Von Janick NoltingJan-Ole Gerster, verantwortlich für die herausragenden Tragikomödien „Oh Boy“ und „Lara“, hat zum ersten Mal einen Film auf Englisch gedreht. International besetzt und in imposanter Kulisse noch dazu! Die graue und triste deutsche Großstadt der beiden Vorgängerwerke hat er eingetauscht gegen die traumhafte, sonnengeflutete Kulisse der Insel Fuerteventura, wo sich zwischen Palmen, Strand, Clubs und schicken Hotelzimmern eine undurchsichtige Dreiecksgeschichte entspinnt. Nur: Von der beeindruckend geschliffenen und kompakten Form von Gersters bisherigen Filmen ist „Islands“ ein ganzes Stück entfernt. Seine spannenden Beobachtungen ermüden leider mit allzu fahriger Erzählweise.
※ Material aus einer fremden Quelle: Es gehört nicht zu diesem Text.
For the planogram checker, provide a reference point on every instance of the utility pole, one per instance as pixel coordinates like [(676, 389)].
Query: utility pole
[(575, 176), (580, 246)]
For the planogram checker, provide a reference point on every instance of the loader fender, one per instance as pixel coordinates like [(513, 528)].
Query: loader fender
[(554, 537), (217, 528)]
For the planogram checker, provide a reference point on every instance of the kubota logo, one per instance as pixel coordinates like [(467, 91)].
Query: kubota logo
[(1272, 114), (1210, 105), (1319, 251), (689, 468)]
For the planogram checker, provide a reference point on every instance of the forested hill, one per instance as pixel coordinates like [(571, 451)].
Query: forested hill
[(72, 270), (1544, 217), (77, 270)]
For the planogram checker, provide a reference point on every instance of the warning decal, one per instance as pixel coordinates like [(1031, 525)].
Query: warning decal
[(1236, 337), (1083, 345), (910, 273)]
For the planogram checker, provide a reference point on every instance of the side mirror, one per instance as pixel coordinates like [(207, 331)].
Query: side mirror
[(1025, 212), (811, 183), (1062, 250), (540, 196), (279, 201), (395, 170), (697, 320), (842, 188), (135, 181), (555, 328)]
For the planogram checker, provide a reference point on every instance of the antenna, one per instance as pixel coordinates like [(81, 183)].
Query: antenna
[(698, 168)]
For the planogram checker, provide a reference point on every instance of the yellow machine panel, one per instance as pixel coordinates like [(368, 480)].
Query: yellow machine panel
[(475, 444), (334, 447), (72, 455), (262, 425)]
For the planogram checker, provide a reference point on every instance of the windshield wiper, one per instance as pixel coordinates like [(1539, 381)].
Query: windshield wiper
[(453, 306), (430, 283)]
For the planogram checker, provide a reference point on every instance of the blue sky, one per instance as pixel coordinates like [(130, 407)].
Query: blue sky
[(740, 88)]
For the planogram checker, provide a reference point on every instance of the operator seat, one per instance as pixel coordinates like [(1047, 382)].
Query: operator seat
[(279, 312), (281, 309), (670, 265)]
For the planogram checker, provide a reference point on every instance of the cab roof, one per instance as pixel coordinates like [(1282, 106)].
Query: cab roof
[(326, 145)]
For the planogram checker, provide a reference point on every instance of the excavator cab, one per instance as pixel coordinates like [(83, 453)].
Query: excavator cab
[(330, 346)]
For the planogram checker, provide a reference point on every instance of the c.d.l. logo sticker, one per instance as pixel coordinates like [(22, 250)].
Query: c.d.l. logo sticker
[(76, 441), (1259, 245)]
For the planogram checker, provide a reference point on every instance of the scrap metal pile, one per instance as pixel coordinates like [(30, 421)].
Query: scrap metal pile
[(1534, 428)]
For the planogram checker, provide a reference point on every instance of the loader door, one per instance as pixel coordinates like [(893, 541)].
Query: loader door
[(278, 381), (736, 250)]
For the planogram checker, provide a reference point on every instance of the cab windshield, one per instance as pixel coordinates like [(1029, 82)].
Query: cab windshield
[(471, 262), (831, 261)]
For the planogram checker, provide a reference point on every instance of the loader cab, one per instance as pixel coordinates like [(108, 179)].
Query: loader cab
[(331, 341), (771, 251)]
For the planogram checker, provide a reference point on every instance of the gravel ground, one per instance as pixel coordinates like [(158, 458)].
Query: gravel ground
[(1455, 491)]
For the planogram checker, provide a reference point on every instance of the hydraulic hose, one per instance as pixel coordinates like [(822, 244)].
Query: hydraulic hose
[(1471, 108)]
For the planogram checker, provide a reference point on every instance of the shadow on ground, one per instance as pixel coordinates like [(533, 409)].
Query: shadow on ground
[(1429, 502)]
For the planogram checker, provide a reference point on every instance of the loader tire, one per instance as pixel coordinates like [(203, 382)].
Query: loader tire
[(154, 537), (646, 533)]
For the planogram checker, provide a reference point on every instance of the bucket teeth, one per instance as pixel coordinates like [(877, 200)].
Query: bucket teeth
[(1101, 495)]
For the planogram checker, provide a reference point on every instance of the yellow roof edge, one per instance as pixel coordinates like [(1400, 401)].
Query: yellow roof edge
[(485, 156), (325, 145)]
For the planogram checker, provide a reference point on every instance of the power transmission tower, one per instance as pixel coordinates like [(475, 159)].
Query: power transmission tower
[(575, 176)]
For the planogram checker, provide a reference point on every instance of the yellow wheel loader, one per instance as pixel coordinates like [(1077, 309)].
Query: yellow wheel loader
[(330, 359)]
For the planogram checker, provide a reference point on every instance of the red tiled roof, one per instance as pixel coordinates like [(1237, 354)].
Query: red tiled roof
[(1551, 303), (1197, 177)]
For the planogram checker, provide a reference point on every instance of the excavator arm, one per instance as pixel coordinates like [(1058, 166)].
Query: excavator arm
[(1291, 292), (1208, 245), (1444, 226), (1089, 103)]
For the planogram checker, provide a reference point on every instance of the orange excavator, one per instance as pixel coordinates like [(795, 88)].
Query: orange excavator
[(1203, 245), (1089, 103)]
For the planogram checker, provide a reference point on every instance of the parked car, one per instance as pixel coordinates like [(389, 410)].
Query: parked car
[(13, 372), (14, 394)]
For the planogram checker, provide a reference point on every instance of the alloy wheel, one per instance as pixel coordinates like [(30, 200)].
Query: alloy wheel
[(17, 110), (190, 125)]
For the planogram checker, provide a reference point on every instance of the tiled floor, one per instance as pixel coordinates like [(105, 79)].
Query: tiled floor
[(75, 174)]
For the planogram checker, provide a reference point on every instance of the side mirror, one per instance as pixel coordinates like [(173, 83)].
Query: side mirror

Sam Riley („Maleficent“) spielt in „Islands“ einen Tennistrainer namens Tom. In dem luxuriösen Resort, in dem er arbeitet, gibt er den coolen Typen, der seinen Kund*innen mit gewitzter und lässiger Art Sportunterricht erteilt. Doch hinter den Kulissen sieht es anders aus. In seinem Büro, einer kargen Rumpelkammer, in der die Bälle und Schläger und allerlei Krimskrams abgestellt sind, ist die Schnapsflasche griffbereit versteckt. Unzufriedenheit hat sich in Toms Leben eingeschlichen. Der nächste Absturz ist nicht weit entfernt.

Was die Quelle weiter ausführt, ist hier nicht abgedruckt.